Total positif corona secara kumulatif sejak Maret 2020 hingga hari ini berjumlah 2.832.755 dan kasus sembuh kumulatif sebanyak 2.232.394. Sementara itu, hingga hari ini, tercatat pasien Corona yang meninggal di RI mencapai 72.489 orang.
Sungguh nelangsa jika mengetahu berbagai fakta yang ada. Kurang tanggapnya tindakan sejak awal wabah melanda menjadikan bumi Pertiwi benar-benar berduka. Satu persatu nyawa melayang hingga mencapai ribuan laksana "tumbal kekuasaan" di sistem kapitalis ini. Nyawa begitu tidak berharga di hadapan manusia yang tidak menjadikan Islam sebagai sumber hukumnya. Padahal dalam Islam sendiri, satu nyawa begitu berharga. Sehingga negara akan begitu menjaga keberlangsungan kehidupan rakyat dengan penjagaan yang terbaik.
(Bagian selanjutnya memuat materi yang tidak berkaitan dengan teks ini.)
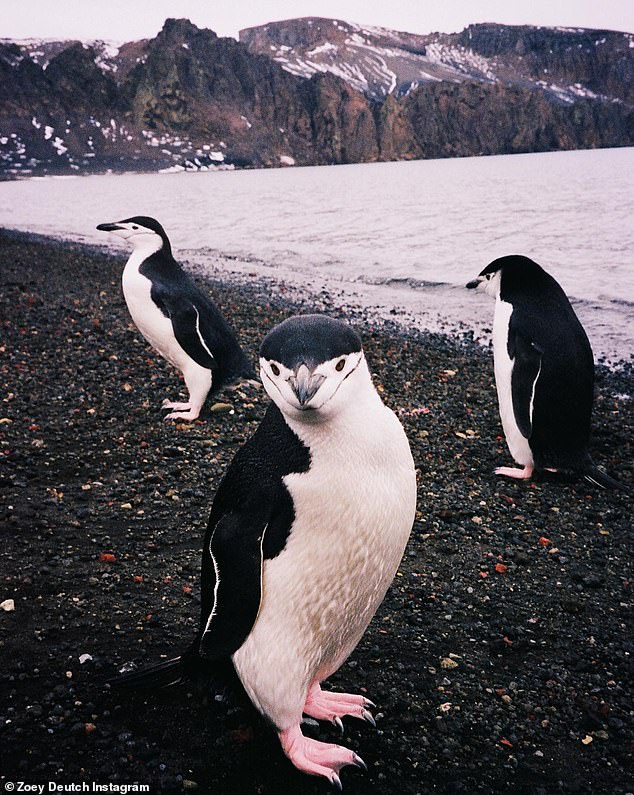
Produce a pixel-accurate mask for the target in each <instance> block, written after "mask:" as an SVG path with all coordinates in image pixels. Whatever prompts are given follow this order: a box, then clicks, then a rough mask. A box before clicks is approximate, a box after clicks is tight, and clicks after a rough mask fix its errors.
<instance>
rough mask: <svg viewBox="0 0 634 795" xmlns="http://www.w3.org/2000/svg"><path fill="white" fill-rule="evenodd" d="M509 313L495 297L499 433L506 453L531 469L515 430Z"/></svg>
mask: <svg viewBox="0 0 634 795" xmlns="http://www.w3.org/2000/svg"><path fill="white" fill-rule="evenodd" d="M512 313H513V306H512V304H509V303H508V302H506V301H502V300H501V299H500V298H499V297H498V298H497V299H496V302H495V315H494V318H493V363H494V370H495V386H496V389H497V393H498V404H499V408H500V419H501V420H502V429H503V430H504V436H505V437H506V443H507V445H508V448H509V451H510V453H511V455H512V456H513V458H514V459H515V461H517V463H518V464H522V466H532V464H533V453H532V452H531V448H530V446H529V444H528V439H526V437H525V436H523V435H522V432H521V431H520V429H519V428H518V426H517V420H516V419H515V412H514V411H513V393H512V388H511V377H512V374H513V360H512V359H511V357H510V356H509V352H508V335H509V323H510V320H511V315H512Z"/></svg>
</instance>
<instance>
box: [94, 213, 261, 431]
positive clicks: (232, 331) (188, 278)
mask: <svg viewBox="0 0 634 795" xmlns="http://www.w3.org/2000/svg"><path fill="white" fill-rule="evenodd" d="M97 229H99V230H101V231H102V232H110V233H112V234H113V235H116V236H117V237H120V238H122V239H123V240H125V241H126V242H127V243H129V244H130V245H131V246H132V254H131V255H130V258H129V259H128V262H127V263H126V266H125V268H124V270H123V277H122V286H123V295H124V297H125V301H126V304H127V305H128V309H129V311H130V315H131V316H132V320H133V321H134V322H135V324H136V326H137V328H138V329H139V331H140V332H141V334H143V336H144V337H145V339H146V340H147V341H148V342H149V343H150V345H151V346H152V347H153V348H154V349H155V350H156V351H158V352H159V353H160V354H161V356H162V357H163V358H164V359H167V361H168V362H170V364H172V365H173V366H174V367H176V368H177V369H178V370H180V371H181V372H182V374H183V378H184V379H185V386H186V387H187V391H188V393H189V399H188V400H187V401H186V402H174V401H170V400H164V401H163V406H162V407H163V408H164V409H169V410H170V413H169V414H167V416H166V417H165V419H174V420H195V419H196V418H197V417H198V416H199V414H200V412H201V409H202V407H203V405H204V403H205V400H206V399H207V396H208V395H210V394H211V395H213V394H215V393H217V392H218V391H219V390H220V389H222V388H223V387H224V386H226V385H228V384H231V383H233V382H235V381H237V380H239V379H242V378H244V379H246V378H254V377H255V372H254V370H253V368H252V366H251V364H250V362H249V360H248V359H247V357H246V355H245V354H244V351H243V350H242V348H241V347H240V344H239V343H238V340H237V338H236V335H235V333H234V331H233V329H232V328H231V327H230V326H229V324H228V323H227V321H226V320H225V318H224V317H223V316H222V314H221V313H220V311H219V310H218V307H217V306H216V305H215V304H214V303H213V302H212V301H211V300H210V299H209V298H207V296H205V295H204V294H203V293H201V291H200V290H199V289H198V288H197V287H196V285H195V284H194V282H193V281H192V279H191V278H190V276H189V275H188V274H187V273H186V272H185V271H184V270H183V268H182V267H181V266H180V265H179V263H178V262H177V261H176V260H175V259H174V257H173V256H172V247H171V245H170V242H169V239H168V237H167V235H166V234H165V230H164V229H163V227H162V226H161V225H160V224H159V222H158V221H156V220H155V219H154V218H148V217H146V216H135V217H134V218H126V219H125V220H123V221H117V222H116V223H107V224H99V226H98V227H97Z"/></svg>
Sudah saatnya, negara mengindahkan hukumNya. Namun manusia tak boleh berputus asa dari rahmatNya. Ujian ini adalah bentuk kasih sayang bagi mereka yang beriman. Namun menjadi sebuah azab bagi mereka yang mengingkari akan hukum dan ketetapanNya. Maka, pilihan yang terbaik adalah kembali kepadaNya dengan menjalankan syariat Islam pada seluruh lini kehidupan. Wallahu A'lam Bisshawab.
Semoga Allah menganugerahkan kesabaran atas segala ujian ini. Menyelamatkan dengan keridhaan atas segala ikhtiar dan semoga bisyarah yang dinanti semakin dekat untuk dijemput. Aamiin Ya Rabbal Alamin.